These are the key concepts you need to understand to accurately answer the question.

Zeros of Polynomial
Finding the zeros of a polynomial is crucial because these values show where the graph of the function crosses the x-axis. The polynomial function given is \[ f(x) = (x-2)(x+1)(x+3) \]. To find the zeros, we set each factor equal to zero:
  • For \( x-2=0 \), solving gives \( x=2 \).
  • For \( x+1=0 \), solving gives \( x=-1 \).
  • For \( x+3=0 \), solving gives \( x=-3 \).
These zeros indicate that the graph will intersect the x-axis at these points:
  • \( x=2 \)
  • \( x=-1 \)
  • \( x=-3 \)
This means the function changes sign at these locations, creating important transition points that shape the overall graph.
End Behavior of Polynomials
Understanding the end behavior of polynomial functions helps in predicting how the graph behaves as it moves towards positive or negative infinity.For the function \[ f(x) = (x-2)(x+1)(x+3) \], we recognize it as a cubic polynomial.
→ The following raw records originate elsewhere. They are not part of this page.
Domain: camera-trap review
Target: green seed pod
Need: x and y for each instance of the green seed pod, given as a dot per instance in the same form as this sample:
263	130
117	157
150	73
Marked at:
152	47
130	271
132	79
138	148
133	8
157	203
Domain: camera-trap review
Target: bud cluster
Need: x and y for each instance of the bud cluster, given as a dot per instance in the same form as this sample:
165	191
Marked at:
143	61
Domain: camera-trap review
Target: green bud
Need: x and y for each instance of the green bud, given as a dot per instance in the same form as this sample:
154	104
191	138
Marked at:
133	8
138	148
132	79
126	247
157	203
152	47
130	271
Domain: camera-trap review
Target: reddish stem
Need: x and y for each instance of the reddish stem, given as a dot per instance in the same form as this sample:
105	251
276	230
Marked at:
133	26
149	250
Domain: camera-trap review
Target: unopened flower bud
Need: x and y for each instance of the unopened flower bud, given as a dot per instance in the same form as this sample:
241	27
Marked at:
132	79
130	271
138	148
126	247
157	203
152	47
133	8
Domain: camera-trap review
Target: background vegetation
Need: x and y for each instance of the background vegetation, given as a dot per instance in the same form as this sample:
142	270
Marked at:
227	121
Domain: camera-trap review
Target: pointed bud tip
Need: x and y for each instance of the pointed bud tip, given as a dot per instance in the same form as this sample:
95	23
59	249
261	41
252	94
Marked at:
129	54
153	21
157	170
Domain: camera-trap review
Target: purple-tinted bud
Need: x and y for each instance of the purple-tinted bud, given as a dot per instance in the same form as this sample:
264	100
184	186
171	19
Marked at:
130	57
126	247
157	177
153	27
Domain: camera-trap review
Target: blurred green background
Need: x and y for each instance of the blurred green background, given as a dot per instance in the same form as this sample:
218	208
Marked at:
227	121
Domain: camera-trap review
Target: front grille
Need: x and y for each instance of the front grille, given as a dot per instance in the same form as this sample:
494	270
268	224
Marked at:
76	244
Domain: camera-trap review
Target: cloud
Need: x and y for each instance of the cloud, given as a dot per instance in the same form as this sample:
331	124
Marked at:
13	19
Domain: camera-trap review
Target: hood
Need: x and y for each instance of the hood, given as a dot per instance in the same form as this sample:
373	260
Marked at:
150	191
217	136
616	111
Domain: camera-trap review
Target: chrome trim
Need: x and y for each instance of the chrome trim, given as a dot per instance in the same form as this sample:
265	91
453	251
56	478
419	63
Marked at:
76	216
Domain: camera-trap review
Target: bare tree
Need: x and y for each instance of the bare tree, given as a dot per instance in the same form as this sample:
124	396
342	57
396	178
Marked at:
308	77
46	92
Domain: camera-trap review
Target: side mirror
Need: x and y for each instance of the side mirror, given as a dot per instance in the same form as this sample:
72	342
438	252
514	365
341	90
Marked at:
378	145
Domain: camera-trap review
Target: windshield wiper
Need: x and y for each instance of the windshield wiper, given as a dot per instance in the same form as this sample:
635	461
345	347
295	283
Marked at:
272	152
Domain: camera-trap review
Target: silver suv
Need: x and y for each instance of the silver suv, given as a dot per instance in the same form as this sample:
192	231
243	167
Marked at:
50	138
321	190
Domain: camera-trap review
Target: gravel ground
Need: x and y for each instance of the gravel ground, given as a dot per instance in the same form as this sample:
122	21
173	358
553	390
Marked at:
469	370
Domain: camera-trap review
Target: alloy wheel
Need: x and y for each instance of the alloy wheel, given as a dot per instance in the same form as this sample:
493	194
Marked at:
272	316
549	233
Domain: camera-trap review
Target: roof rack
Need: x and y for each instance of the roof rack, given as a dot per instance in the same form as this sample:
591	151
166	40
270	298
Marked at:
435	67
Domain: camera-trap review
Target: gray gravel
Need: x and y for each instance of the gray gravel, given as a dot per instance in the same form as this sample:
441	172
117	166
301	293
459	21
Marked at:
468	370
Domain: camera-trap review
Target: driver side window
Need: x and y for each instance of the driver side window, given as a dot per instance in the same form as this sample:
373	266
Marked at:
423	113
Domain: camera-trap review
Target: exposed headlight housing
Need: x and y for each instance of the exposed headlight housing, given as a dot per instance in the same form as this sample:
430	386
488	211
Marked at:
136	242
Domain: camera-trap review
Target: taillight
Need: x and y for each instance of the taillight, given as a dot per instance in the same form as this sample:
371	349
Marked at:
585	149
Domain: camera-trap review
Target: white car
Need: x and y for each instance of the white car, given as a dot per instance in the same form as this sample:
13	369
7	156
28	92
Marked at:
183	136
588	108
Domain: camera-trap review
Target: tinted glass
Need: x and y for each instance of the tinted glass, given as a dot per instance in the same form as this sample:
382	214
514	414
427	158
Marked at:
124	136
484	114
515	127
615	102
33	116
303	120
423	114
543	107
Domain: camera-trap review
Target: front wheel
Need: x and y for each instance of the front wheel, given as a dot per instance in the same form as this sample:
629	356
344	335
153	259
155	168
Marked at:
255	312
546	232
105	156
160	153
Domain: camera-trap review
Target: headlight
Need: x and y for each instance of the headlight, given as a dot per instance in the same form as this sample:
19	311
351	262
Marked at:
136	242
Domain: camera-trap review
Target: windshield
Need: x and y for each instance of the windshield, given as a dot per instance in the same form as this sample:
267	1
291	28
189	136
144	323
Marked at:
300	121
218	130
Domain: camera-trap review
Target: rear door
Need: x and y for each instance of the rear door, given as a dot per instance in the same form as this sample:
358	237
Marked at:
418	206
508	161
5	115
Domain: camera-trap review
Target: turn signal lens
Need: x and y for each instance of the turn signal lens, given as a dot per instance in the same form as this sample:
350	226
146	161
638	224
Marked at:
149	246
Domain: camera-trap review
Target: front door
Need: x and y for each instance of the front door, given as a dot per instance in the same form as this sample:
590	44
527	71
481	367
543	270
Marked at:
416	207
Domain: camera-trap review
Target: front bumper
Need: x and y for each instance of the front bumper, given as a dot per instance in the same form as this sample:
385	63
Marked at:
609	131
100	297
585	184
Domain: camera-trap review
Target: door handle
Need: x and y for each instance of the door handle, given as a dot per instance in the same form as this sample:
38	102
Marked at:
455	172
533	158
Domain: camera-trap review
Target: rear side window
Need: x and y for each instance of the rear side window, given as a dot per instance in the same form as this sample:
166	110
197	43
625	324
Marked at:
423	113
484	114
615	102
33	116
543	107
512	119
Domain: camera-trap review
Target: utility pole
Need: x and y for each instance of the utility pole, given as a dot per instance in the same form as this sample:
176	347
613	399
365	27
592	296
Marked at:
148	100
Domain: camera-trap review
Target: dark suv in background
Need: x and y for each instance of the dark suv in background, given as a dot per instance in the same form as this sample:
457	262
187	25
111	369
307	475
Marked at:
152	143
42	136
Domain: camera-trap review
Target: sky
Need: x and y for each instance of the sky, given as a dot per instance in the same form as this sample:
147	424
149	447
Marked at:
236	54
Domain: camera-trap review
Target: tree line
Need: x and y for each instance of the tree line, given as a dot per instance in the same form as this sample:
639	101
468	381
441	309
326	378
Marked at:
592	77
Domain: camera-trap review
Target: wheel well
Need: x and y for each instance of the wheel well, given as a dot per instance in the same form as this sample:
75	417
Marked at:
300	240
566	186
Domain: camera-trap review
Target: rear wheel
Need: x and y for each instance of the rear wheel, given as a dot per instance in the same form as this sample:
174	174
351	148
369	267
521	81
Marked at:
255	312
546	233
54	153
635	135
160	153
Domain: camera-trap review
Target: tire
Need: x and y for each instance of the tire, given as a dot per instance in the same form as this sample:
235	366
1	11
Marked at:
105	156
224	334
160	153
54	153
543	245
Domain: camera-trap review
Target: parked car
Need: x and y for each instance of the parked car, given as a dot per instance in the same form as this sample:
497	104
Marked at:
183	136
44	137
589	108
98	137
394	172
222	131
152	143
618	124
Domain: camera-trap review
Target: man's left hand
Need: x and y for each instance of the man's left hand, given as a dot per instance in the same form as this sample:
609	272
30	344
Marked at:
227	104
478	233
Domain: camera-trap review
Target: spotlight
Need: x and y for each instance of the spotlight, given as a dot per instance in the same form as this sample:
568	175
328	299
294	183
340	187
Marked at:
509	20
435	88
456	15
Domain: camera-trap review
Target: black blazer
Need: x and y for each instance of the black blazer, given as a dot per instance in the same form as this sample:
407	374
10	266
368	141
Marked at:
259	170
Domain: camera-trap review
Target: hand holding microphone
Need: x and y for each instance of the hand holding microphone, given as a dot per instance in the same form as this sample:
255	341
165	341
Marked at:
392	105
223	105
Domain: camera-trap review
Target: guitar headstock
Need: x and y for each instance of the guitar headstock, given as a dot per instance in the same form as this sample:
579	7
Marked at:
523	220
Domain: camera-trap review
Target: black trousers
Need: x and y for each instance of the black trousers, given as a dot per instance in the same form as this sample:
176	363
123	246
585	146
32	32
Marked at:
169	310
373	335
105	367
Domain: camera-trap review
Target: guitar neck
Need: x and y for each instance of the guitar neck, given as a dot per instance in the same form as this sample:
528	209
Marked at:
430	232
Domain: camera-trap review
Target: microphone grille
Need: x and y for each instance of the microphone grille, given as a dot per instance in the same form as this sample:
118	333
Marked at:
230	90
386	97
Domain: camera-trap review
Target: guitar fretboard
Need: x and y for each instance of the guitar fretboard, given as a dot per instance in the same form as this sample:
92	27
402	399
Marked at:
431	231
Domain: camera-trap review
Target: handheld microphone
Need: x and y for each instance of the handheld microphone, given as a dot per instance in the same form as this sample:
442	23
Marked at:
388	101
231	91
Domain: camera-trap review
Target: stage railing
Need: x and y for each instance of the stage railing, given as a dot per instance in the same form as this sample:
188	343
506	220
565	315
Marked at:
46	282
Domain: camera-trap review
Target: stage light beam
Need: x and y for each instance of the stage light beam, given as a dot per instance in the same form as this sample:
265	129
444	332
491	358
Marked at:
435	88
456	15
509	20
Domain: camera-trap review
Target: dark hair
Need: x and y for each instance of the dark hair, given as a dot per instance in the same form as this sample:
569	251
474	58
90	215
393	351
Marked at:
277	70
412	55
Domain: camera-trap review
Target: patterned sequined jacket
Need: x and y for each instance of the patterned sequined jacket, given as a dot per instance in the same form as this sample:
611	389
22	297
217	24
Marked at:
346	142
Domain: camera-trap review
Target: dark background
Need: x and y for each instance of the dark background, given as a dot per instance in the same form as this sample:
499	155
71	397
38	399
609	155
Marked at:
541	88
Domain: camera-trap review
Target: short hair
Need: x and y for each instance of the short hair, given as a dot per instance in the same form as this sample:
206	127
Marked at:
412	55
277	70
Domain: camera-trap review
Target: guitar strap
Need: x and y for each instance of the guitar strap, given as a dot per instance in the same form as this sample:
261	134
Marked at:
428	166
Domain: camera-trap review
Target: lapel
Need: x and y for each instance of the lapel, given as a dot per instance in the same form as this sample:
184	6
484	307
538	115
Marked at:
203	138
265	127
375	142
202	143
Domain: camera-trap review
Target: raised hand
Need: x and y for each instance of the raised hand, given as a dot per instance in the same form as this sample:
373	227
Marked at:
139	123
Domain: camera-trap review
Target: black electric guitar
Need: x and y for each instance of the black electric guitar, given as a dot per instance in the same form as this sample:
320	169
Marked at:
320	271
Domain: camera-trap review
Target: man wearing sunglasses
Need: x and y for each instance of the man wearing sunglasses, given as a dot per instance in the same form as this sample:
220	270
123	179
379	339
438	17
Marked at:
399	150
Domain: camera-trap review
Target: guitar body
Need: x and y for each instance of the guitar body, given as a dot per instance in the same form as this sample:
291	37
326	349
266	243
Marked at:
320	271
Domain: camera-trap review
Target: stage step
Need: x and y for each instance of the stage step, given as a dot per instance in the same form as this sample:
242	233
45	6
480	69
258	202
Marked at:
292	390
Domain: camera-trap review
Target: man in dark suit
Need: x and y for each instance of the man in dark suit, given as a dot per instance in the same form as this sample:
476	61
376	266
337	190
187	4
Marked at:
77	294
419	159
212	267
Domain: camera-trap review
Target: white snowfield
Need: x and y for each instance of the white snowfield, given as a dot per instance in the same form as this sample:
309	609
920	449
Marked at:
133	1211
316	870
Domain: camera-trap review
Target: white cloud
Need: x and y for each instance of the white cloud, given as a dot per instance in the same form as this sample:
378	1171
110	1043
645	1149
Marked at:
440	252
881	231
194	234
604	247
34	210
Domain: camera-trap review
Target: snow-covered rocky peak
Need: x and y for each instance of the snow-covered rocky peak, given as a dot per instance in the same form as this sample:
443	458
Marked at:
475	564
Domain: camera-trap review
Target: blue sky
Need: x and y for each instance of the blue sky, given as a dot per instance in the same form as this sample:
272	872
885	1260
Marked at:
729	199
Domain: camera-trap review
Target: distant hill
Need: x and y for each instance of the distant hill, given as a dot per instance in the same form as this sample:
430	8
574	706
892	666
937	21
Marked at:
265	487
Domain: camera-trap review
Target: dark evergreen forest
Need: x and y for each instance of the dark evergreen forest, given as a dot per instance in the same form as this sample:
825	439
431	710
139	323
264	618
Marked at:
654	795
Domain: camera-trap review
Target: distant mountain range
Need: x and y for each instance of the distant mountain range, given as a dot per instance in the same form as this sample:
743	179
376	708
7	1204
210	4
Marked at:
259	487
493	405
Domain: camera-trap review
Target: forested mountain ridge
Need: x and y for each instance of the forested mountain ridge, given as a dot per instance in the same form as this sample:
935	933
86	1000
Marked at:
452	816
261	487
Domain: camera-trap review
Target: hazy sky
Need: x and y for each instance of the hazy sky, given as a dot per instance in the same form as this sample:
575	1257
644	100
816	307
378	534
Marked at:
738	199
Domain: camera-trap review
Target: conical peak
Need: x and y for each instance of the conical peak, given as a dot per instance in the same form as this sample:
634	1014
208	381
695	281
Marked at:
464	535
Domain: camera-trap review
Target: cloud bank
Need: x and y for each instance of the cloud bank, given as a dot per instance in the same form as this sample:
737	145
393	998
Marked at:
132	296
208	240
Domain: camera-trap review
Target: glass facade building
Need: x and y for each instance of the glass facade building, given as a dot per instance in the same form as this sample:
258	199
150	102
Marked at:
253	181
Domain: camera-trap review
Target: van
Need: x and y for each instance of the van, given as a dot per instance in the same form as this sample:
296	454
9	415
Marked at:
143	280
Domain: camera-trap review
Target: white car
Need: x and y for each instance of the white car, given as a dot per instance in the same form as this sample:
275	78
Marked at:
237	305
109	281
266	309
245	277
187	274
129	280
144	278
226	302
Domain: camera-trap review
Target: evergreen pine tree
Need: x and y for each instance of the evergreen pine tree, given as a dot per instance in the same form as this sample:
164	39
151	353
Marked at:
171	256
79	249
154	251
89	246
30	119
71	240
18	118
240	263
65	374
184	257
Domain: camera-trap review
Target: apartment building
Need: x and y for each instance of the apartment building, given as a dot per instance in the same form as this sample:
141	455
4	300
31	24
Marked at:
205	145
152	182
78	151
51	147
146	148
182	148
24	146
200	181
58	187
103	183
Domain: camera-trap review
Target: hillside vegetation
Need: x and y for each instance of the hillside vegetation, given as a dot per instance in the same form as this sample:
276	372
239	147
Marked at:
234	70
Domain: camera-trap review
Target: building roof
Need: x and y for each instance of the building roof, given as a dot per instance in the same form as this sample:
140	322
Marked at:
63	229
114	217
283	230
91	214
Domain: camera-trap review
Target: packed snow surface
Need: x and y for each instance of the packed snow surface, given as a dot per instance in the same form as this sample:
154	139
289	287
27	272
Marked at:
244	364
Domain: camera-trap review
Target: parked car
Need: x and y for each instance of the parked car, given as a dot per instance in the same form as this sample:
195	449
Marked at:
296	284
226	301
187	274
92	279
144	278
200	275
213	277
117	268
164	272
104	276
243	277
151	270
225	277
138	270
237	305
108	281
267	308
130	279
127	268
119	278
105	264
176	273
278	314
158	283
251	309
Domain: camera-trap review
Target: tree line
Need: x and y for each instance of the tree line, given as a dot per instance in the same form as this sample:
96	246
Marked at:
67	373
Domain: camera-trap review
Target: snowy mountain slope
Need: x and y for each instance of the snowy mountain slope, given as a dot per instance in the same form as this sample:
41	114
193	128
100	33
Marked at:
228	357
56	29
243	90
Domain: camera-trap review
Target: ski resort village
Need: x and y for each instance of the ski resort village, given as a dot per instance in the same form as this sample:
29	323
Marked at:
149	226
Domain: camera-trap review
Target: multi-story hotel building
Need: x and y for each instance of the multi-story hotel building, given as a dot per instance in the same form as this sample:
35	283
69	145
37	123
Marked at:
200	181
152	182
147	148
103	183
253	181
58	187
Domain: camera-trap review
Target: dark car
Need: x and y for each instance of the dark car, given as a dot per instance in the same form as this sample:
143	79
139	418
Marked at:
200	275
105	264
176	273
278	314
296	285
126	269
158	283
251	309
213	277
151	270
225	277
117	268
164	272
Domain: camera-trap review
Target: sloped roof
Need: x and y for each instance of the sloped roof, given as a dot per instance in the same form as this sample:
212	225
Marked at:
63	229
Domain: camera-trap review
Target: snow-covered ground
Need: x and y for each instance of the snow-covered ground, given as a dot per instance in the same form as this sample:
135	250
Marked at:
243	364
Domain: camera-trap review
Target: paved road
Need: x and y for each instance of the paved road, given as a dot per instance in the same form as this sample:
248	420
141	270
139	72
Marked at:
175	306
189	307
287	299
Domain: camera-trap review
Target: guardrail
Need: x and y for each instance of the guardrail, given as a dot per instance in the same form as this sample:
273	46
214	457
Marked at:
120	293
The highest degree term, when expanded, is \[ x^3 \]. The coefficient of this term is positive, dictating the end behavior of the graph.So, how does it behave?
  • As \( x \to \infty \), \( f(x) \to \infty \): The graph will rise as we move right along the x-axis.
  • As \( x \to -\infty \), \( f(x) \to -\infty \): The graph will fall as we move left along the x-axis.
This tells us that the graph starts low on the left, passes through its zeros, and heads upwards on the right, maintaining the typical 'N' shape of a cubic function.
Sketching Polynomial Graphs
Once we have the zeros and understand the end behavior, we can start sketching the graph of the polynomial.First, on your coordinate plane, mark the x-intercepts, coinciding with the zeros:
  • \( x = 2 \)
  • \( x = -1 \)
  • \( x = -3 \)
These marks will guide where the curve of the graph crosses the x-axis.Next, draw a smooth curve that reflects both the zero points and the end behavior.
  • Beginning from the lower left (since \( f(x) \to -\infty \) as \( x \to -\infty \)), the curve should pass through \( x = -3 \).
  • It should continue through \( x = -1 \), rising as it approaches \( x = 2 \).
  • Finally, the curve stretches upwards to the right (following \( f(x) \to \infty \) when \( x \to \infty \)).
By following these steps, you can create a clear sketch of the polynomial function, capturing both the zeros and the overall direction indicated by its end behavior.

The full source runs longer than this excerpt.